Advanced Tuning
This document explains advanced tuning methods using ZenithTune.
Parallel Execution of Tuning Scripts
ZenithTune actively supports tuning applications that use multiple processes, such as distributed training. Since there are constraints on distributed execution methods depending on the computer system and job scheduler, please consider the following methods in order when executing tuning with ZenithTune for multi-process applications.
Method 1. Tuning Script: Single Process, Tuning Target: Multi-Process
This is the simplest example.

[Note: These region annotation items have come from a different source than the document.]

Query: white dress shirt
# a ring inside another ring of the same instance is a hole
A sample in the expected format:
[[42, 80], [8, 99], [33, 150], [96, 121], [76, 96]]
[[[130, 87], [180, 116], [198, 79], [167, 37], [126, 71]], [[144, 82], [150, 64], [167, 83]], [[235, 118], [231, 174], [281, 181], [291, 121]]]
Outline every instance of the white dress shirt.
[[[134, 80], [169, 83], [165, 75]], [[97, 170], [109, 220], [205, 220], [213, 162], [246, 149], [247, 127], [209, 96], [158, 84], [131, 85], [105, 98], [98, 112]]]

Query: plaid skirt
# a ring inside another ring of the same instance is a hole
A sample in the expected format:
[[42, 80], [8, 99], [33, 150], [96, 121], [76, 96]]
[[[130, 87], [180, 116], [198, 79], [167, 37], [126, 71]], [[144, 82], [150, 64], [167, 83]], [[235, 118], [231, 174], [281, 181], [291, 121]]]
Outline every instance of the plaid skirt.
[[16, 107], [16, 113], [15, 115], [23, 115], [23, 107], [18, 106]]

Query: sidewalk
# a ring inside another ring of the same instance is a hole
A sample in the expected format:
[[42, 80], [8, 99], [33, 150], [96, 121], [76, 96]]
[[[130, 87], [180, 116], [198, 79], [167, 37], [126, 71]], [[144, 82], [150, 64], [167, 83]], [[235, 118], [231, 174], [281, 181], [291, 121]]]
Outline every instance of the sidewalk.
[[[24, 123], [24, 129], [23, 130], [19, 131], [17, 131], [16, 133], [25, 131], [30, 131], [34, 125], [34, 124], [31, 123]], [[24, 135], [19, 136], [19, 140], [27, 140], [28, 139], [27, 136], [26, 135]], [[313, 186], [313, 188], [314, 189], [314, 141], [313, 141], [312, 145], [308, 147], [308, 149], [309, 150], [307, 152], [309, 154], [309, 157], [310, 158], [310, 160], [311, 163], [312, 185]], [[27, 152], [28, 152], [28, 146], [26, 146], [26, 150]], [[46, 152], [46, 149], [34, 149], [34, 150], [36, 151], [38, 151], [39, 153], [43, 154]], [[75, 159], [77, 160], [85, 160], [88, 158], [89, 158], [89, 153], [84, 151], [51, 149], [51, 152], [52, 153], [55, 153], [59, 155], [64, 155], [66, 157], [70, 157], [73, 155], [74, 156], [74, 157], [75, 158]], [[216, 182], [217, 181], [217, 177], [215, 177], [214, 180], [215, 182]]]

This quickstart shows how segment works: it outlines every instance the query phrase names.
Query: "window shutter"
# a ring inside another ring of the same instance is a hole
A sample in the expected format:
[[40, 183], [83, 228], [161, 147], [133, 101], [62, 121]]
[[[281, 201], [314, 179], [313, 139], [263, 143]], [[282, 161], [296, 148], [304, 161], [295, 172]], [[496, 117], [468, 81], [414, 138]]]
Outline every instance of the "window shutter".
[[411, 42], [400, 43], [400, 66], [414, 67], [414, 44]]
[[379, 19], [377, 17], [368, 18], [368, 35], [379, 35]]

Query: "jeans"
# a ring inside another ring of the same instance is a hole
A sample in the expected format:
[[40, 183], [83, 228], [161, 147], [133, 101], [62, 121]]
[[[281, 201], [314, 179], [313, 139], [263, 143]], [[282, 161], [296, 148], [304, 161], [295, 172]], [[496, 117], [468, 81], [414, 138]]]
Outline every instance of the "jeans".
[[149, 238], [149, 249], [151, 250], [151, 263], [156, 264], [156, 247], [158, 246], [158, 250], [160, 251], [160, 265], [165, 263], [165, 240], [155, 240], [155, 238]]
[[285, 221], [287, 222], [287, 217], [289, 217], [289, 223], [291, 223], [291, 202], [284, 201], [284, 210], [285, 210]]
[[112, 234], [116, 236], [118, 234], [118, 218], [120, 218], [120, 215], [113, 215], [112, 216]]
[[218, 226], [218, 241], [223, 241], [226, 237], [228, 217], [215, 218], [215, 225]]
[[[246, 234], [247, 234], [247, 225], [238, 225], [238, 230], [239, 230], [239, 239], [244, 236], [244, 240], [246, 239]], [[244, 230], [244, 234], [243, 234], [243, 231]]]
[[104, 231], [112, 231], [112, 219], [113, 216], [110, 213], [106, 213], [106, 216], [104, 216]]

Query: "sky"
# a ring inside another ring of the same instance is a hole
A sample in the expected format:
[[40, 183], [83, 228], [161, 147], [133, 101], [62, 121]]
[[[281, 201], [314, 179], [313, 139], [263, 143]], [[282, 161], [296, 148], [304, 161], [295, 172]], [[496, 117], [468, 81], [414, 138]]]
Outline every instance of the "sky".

Write a tuning script that runs in a single process as usual, and define a command that launches multiple processes in the command generation function.
This method is suitable when you can launch processes on multiple nodes from a single entry point.
def command_generator(trial, **kwargs):
num_workers = trial.suggest_int("num_workers", low=1, high=10)
command = f"mpirun --np 8 train.py --num-workers {num_workers}"
# command = f"torchrun --nproc-per-node 8 train.py --num-workers {num_workers}"
return command
tuner = CommandOutputTuner()
tuner.optimize(command_generator, value_extractor, n_trials=10)
Tuning execution method:
python optimize.py
Method 2. Tuning Script: Multi-Process, Tuning Target: Single Process
Depending on the job scheduler or cluster system, the system itself may serve as the entry point for multi-process execution, making it cumbersome for users to launch processes on multiple nodes from a single entry point.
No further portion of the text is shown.